Nevertheless, some commentators conclude that the primary rationale for Chinese aid is the advancement of strategic economic interests. For example, in Cambodia (a major political ally), China’s assistance is mostly directed to economic infrastructure projects, i.e. transportation, power, and telecommunications. A study by Sok Siphana and Associates (2011) reports that, although it does not participate in coordination meetings, China does adhere to the basic tenets of the Paris Declaration, namely ownership, accountability, harmonisation, and alignment. Moreover, the country applies few conditions for aid compared with DAC members operating in Cambodia but all of China’s funded projects have been implemented through a parallel implementation unit that is not integrated into the national system.
Finding common ground
A report by the China-DAC Study Group on development partnerships concludes that comparative advantages and complementarities of development partners should constitute a coherent overall effort and requires ongoing dialogue, rather than detailed coordination, at the international level. Indeed, the DAC’s current relationship with China is rooted in the realisation that ‘common interests’ rather than ‘common values’ are what they share in promoting global development. China and many DAC members also signed the G20 Development Principles agreed at the Seoul Summit in November 2010, which commit all actors to coordinate their different but complementary development efforts.
Indeed, China acknowledged in the 2011 white paper that the quality of its foreign aid programme needs to improve and the government considers factors such as country ownership with mutual respect, time-bound delivery with tangible results, and recipients’ satisfaction as fundamental for effective aid. Therefore, ownership, capacity development, and mutual learning are among those shared concepts that provide a basis for complementary efforts by China, DAC members, and other development partners.

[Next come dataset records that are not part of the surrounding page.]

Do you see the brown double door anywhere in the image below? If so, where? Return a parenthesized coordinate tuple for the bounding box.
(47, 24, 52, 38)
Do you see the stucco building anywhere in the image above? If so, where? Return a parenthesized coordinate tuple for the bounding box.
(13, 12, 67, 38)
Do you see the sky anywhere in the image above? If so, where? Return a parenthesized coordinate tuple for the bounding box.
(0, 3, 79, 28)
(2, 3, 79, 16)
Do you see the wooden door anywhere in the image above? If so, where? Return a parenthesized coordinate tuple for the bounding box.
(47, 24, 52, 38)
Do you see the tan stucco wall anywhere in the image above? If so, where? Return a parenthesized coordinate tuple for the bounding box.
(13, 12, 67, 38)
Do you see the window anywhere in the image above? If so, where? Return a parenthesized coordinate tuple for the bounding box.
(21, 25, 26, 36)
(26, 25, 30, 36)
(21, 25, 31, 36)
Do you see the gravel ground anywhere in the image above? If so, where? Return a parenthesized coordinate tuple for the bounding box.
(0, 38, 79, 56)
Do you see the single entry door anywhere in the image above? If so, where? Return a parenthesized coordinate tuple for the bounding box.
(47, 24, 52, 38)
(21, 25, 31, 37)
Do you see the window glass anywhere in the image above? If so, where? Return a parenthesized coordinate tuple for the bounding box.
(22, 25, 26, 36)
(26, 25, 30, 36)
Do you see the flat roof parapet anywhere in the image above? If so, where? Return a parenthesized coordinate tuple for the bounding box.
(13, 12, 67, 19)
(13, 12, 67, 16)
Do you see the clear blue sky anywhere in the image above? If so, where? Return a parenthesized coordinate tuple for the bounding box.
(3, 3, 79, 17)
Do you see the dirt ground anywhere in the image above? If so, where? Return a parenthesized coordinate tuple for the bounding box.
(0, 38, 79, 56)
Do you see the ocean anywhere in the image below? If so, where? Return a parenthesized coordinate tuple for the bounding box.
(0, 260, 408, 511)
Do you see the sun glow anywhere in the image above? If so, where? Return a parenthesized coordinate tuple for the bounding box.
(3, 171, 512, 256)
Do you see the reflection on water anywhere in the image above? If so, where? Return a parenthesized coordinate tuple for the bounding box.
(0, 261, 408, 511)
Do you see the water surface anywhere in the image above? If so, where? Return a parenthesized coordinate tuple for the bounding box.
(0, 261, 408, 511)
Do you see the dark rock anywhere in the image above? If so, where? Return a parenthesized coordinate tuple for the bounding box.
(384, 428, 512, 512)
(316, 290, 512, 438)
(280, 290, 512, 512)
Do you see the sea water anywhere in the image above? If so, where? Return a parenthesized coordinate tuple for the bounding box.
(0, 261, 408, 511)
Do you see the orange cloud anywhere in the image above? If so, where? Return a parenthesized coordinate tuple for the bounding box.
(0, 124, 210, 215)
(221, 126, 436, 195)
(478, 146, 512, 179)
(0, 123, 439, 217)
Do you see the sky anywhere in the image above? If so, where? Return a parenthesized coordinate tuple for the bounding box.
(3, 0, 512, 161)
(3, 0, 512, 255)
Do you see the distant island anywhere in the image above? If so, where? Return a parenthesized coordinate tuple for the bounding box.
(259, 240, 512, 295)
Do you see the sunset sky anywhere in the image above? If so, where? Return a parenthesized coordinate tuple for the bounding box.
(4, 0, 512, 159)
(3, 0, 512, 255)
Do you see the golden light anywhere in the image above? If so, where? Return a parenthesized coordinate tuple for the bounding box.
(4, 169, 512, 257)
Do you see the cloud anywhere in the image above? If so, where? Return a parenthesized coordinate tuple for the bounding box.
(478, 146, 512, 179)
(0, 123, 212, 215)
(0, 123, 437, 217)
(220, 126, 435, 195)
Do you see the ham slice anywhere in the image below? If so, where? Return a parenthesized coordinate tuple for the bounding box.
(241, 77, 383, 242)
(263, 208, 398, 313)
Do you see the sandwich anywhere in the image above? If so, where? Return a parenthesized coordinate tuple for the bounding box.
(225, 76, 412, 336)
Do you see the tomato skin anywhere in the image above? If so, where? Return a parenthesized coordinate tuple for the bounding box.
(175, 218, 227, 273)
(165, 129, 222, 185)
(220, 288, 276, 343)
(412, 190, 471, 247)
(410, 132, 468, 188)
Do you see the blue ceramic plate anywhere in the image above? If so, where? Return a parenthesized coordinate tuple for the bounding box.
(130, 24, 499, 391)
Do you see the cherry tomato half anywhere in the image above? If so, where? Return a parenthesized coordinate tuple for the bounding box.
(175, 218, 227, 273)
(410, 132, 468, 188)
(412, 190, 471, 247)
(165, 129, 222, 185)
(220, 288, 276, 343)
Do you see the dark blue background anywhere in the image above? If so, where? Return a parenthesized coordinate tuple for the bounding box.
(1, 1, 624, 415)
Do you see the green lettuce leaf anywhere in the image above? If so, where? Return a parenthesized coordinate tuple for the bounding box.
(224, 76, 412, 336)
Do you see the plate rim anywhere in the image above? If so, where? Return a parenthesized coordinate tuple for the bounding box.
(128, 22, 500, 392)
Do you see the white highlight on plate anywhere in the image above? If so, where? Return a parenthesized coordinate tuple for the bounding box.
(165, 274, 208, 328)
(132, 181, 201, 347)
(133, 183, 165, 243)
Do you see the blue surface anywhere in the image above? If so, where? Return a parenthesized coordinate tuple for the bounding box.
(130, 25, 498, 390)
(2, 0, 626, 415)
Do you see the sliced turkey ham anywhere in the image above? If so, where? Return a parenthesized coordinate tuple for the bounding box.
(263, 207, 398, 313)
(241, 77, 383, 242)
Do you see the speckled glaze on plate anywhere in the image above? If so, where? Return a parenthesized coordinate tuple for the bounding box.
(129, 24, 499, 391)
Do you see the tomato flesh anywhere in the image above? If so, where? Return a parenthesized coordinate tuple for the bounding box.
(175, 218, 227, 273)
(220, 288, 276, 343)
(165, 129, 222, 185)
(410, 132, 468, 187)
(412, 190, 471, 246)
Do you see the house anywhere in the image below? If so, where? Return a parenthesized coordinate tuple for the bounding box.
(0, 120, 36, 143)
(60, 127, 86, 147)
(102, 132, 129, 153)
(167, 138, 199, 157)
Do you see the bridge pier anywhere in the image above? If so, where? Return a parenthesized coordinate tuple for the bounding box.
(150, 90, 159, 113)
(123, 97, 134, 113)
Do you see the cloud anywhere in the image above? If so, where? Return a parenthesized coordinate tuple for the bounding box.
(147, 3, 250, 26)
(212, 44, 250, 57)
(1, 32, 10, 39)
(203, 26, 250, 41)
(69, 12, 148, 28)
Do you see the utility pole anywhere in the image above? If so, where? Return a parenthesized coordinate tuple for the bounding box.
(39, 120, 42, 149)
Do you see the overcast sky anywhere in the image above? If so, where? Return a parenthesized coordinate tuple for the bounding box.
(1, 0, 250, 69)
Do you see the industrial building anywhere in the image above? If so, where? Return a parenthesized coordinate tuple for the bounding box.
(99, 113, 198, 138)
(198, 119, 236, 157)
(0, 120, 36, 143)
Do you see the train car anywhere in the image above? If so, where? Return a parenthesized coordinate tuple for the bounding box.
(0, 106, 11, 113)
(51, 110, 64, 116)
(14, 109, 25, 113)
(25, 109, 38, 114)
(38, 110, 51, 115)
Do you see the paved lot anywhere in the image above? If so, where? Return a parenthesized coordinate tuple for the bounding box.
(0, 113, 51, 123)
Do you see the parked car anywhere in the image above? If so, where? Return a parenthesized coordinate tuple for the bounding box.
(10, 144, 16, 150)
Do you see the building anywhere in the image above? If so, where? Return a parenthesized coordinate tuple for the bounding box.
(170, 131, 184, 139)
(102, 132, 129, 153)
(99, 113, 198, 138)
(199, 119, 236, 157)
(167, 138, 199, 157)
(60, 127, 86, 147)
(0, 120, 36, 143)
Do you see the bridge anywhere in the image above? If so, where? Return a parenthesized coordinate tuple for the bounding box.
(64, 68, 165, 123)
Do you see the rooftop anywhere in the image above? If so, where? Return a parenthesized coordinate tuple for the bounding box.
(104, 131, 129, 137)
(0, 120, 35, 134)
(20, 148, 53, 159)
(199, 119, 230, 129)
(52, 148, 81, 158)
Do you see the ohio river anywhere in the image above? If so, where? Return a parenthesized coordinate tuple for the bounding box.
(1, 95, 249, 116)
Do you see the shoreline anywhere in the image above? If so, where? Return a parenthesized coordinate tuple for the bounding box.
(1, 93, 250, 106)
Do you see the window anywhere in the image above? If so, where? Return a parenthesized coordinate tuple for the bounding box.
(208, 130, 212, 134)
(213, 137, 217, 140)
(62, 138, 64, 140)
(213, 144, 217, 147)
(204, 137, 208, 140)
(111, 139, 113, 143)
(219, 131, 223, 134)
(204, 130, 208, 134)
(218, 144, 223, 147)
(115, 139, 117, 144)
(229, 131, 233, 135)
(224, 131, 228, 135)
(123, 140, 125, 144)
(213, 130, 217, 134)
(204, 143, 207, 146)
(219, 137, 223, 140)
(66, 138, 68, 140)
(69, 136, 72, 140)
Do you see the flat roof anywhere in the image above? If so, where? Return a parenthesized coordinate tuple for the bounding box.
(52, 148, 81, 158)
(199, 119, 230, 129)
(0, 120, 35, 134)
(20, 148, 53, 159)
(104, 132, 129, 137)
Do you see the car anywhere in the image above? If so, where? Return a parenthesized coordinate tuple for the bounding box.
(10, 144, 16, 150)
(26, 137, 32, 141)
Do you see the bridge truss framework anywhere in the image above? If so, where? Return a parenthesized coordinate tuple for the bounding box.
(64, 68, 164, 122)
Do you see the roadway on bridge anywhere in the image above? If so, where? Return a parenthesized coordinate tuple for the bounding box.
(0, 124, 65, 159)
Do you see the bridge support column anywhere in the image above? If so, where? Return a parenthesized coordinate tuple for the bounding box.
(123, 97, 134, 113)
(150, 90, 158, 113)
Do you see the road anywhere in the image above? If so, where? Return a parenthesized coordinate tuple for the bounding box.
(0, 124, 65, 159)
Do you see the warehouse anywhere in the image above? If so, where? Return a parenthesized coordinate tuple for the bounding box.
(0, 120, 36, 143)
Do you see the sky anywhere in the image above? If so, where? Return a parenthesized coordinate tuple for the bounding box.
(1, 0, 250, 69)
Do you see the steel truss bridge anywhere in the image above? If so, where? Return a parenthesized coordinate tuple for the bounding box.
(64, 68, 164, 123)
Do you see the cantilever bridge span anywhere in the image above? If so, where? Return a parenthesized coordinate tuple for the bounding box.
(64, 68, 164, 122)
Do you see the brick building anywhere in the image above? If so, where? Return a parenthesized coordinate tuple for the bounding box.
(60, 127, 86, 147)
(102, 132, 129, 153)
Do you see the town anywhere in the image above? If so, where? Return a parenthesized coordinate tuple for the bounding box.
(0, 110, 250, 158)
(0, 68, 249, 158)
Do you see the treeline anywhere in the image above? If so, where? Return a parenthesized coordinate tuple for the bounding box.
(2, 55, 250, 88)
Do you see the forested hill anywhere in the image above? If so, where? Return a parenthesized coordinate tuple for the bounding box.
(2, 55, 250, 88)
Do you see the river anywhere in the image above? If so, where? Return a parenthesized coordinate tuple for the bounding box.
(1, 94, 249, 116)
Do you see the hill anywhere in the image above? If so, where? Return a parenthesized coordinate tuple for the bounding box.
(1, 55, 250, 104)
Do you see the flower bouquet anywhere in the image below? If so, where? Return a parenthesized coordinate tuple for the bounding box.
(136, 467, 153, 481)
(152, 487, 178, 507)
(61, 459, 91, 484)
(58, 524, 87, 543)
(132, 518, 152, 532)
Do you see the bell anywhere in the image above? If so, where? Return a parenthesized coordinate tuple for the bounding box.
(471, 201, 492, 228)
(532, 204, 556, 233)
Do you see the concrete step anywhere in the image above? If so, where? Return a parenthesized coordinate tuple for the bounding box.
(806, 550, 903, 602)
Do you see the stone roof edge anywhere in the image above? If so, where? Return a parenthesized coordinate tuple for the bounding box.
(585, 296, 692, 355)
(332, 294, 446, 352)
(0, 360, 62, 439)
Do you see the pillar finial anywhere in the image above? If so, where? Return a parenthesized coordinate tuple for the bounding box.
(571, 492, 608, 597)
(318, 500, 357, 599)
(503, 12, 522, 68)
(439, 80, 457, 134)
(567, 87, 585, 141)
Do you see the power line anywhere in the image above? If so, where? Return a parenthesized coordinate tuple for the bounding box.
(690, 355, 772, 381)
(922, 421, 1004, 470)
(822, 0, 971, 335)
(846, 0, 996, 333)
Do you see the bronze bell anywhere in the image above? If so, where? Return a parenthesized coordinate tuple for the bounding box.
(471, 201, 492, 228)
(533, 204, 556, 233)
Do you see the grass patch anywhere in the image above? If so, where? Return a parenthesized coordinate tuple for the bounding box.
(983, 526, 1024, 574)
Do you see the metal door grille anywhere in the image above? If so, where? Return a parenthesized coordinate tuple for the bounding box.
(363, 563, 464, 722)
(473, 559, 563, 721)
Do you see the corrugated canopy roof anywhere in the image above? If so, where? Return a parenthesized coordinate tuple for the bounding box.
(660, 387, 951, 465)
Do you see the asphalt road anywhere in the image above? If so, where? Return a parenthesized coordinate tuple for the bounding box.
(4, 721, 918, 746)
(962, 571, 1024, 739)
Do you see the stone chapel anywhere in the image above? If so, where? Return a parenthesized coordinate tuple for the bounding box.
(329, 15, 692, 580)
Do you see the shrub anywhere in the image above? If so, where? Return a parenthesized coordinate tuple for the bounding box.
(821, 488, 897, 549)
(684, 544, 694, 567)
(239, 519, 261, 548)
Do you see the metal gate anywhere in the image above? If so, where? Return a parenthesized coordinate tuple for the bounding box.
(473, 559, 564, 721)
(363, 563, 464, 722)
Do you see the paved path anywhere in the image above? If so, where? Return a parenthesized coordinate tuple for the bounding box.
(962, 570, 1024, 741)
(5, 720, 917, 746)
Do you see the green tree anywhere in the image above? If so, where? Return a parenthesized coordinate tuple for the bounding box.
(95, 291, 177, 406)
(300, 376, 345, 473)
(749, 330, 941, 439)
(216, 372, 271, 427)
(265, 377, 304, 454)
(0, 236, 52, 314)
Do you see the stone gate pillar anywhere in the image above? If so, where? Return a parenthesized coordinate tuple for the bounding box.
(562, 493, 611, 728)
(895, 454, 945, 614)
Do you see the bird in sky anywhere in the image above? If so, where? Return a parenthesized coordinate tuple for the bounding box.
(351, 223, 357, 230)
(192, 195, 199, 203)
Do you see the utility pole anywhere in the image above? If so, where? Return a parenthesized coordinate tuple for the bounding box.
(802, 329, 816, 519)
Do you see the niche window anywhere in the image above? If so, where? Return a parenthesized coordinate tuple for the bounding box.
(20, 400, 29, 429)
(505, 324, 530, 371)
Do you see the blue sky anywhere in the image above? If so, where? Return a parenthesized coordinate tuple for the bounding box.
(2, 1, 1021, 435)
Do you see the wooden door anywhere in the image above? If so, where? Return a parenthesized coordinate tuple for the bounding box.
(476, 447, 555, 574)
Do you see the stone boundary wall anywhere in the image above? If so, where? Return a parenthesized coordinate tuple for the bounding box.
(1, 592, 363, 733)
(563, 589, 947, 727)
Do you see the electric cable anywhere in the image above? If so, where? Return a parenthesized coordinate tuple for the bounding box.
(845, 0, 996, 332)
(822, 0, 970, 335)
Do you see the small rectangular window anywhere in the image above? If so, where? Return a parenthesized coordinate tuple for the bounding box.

One characteristic of the AfT initiative is its emphasis on South-South trade-related cooperation. The Busan outcome document, which also recognizes the importance of AfT as an engine of sustainable development, now provides the common framework to strengthen the alliance between the providers of South-South cooperation and the DAC in delivering increased and improved AfT. This global partnership can be used as a platform for active knowledge-sharing, including lessons from the success of South-South trade-related cooperation.
Author: Masato Hayashikawa, Advisor, Inclusive Growth and Knowledge Sharing Alliance Unit, Office of the Secretary-General, OECD.
The views expressed herein are those of the author and do not reflect the views of the OECD or its member countries.